For Duncan, it was his childhood pastor – Robert Dismukes of Providence Baptist Church in Opelika, Alabama – who impressed upon him the importance of missions. Duncan was one of many young preachers and missionaries who came out of Dismukes’ ministry, some 15 of them who were called during a three-year period beginning in 1970.

“He poured his life into a bunch of teenagers who needed the Lord,” Duncan said. “He taught us, discipled us, laughed with us, cried with us, and taught us the importance of missions.”

Beallwood’s dedication to missions extends beyond the Lottie Moon offering. The church also is a major giver to the Mission Georgia state offering and the Annie Armstrong offering for North American missions.

In addition, the congregation gives 11 percent of its budget through the Cooperative Program, which fuels the work of the Georgia Baptist Mission Board and the Southern Baptist Convention.

Duncan invites IMB missionaries to speak in his church every year, and that, he said, has kept Beallwood’s members enthused.

“People have got to see and hear the missionaries,” he said. “They need to hear their hearts and their passion for reaching the world.”

Duncan is a year-round cheerleader for the missionary work of the Southern Baptist Convention.

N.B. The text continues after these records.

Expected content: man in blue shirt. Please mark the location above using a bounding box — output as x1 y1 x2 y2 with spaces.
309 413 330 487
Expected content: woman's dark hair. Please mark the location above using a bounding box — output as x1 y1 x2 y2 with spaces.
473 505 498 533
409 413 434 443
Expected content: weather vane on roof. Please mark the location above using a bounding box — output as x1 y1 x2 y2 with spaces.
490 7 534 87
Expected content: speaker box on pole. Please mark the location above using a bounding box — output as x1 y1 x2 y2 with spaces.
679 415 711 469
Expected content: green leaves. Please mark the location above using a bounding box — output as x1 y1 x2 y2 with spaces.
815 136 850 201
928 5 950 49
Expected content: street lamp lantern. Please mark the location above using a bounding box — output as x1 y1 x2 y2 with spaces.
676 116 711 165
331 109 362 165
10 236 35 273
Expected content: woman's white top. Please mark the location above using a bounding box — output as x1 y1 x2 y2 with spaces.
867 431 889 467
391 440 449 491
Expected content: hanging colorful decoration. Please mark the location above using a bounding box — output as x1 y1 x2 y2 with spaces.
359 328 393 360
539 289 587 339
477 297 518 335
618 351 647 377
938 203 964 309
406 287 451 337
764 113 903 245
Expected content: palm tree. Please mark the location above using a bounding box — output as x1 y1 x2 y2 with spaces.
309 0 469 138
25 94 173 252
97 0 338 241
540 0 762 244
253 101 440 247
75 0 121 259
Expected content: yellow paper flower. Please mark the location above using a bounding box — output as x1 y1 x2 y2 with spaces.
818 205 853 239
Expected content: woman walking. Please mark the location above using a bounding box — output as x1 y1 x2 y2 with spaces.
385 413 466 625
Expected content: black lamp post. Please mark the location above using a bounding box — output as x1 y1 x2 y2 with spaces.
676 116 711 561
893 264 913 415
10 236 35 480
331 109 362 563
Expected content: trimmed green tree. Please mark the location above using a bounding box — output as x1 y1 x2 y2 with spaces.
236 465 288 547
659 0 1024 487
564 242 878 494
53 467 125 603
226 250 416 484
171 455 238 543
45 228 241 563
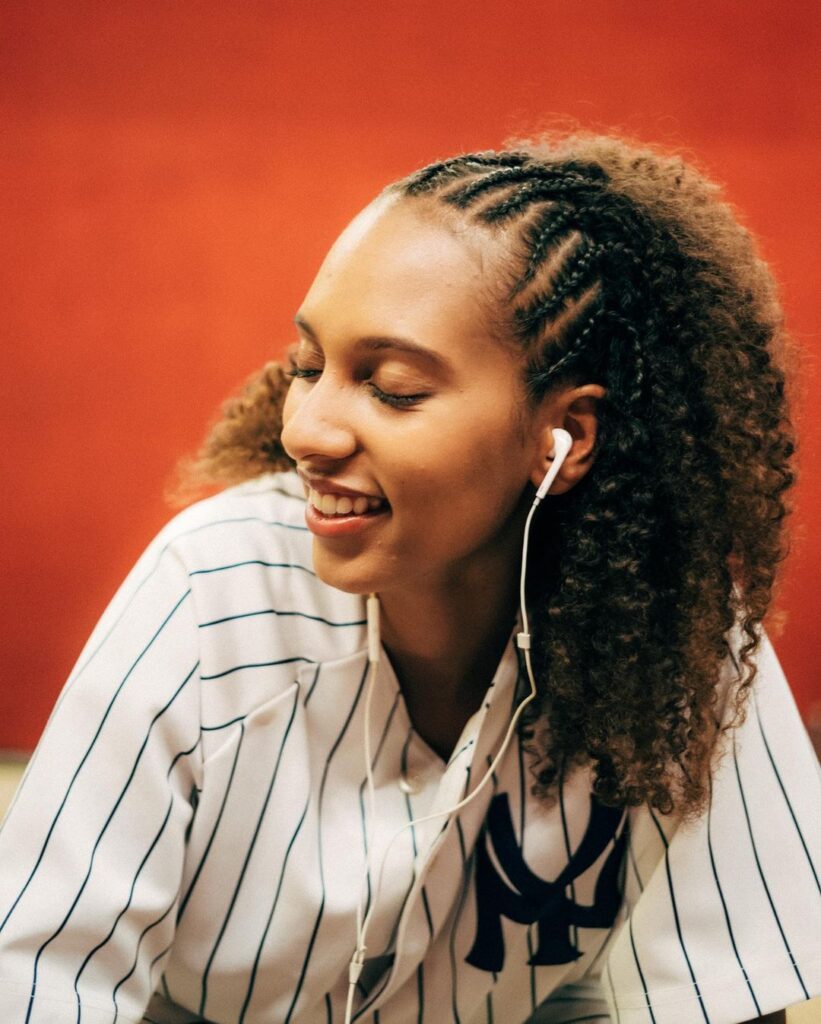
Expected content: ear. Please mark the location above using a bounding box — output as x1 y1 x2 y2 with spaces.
530 384 607 495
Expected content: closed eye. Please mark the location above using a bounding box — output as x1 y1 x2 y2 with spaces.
286 360 429 409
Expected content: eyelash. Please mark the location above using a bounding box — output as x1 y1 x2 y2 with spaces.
286 364 428 409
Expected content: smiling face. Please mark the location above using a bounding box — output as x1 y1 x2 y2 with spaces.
282 198 541 594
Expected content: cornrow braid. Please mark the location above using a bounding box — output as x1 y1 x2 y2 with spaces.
181 136 797 815
515 241 607 338
384 137 794 813
399 151 528 196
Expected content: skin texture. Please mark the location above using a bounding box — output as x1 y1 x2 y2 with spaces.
280 198 603 757
172 135 800 817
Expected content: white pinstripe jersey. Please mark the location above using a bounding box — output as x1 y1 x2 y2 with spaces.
0 473 821 1024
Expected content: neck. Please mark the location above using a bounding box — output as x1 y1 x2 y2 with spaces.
379 516 521 758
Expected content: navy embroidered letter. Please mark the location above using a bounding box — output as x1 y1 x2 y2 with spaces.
466 793 628 971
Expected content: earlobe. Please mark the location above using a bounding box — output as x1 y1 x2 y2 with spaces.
530 384 606 495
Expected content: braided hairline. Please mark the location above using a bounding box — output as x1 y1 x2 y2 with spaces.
399 152 659 403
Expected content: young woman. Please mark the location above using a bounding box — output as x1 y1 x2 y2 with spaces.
0 137 821 1024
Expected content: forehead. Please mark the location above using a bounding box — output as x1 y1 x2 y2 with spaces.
300 196 501 343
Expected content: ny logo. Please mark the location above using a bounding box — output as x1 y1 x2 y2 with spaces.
466 793 628 971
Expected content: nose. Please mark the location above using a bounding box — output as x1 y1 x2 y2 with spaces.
279 374 357 462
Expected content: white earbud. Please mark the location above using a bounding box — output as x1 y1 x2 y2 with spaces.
535 427 573 502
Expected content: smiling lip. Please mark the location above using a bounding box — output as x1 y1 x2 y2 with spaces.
299 473 384 501
305 492 389 538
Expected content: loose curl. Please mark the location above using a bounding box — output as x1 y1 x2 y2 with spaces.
169 135 796 815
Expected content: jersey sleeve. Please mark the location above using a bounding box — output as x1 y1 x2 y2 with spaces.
602 634 821 1024
0 534 201 1024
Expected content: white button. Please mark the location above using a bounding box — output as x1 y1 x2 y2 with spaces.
398 774 423 796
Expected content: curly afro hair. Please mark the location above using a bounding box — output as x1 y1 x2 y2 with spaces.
169 134 795 815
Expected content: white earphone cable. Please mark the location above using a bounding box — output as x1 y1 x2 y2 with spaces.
345 429 572 1024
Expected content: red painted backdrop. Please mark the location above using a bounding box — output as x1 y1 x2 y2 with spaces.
0 0 821 750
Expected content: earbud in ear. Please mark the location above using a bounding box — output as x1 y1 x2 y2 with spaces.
535 427 573 502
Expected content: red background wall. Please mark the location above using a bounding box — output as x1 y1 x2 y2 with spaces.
0 0 821 750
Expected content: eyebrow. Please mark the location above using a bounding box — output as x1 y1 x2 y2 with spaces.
294 313 452 376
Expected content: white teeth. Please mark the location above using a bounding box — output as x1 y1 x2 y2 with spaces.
308 488 383 515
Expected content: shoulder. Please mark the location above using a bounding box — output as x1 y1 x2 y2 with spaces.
152 472 365 660
153 472 310 569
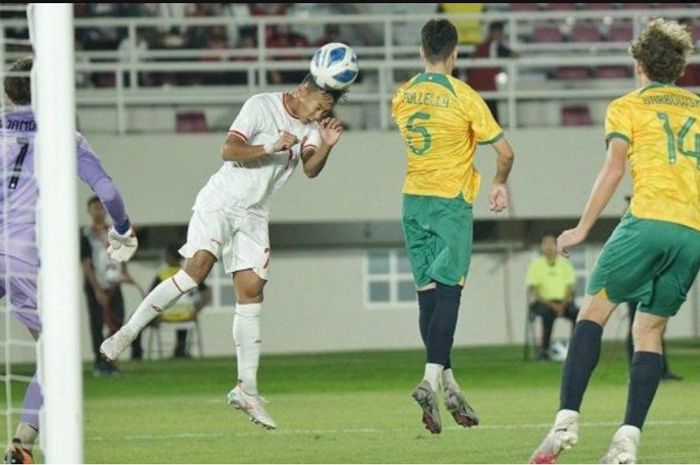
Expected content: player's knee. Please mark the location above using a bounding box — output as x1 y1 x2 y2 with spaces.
632 312 667 352
236 279 265 304
184 250 216 284
236 288 264 304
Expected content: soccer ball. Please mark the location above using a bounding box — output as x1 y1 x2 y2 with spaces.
309 42 358 90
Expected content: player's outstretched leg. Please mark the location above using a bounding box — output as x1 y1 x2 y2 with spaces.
602 308 668 463
100 250 216 362
411 378 442 434
530 410 579 463
530 297 615 463
442 368 479 428
5 375 43 463
228 270 277 429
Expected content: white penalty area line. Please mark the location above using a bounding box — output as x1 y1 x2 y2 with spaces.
85 420 700 442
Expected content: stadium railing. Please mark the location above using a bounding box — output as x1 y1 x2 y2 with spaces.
2 8 700 134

“If I were not a pastor, I know what I’d be; I’d be a missionary,” he said. “That’s why I’m a Southern Baptist. I am totally, 110 percent sold out to the work we’re doing around the world.”

Beallwood has increased its support of missions every year, and has set a record with this year’s Lottie Moon offering, which stood at $91,590.84 as of Monday.

“I feel sure there’s no other church in the state and maybe in the nation that gives more to Lottie Moon per resident member or attender,” said Jimmy Blanton, associational missionary in the Columbus Baptist Association.

“It’s been overwhelming to be honest with you,” Duncan said. “God has been so good, and people have been so faithful to give. The Lord has just burdened our people’s hearts, and they have given graciously and generously and unselfishly.”